宇宙飛行士が夜の地球を見下ろすと、都市や町、道路を描く明るい光の網が見えます。これらの発光パターンは単なる美しい光景以上のものであり、人々が住み、働き、エネルギーを消費する場所を驚くほど正確に映し出します。本論文は、1986年から2024年までを再構築した中国の夜間光の新しい長期データセットを紹介します。これにより、研究者や政策立案者はほぼ40年にわたる都市の成長、経済変化、環境負荷を従来よりはるかに詳細に追跡できます。

数十年にわたる夜間観測の測定が抱える課題

衛星は1990年代初頭から都市の灯りを記録してきましたが、その記録は一様ではありません。
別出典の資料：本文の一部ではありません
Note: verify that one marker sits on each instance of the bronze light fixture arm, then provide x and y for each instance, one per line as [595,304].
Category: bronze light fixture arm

DMSP-OLSと呼ばれる旧センサーは粗い、しばしば飽和した画像を取得し、最も明るい中心部が同じように白く平坦に見えました。2012年以降運用されている新しいVIIRSセンサーは、明るさの微妙な差や街区や主要道路の形状などより細かな構造を捉えます。しかし、旧システムと新システムは技術とスケールが異なるため、単純につなぎ合わせることはできません。従来の“VIIRS風”長期記録の試みは、都市の真の明るさを抑えたり、都市内部の重要なディテールをぼかしてしまったりすることがありました。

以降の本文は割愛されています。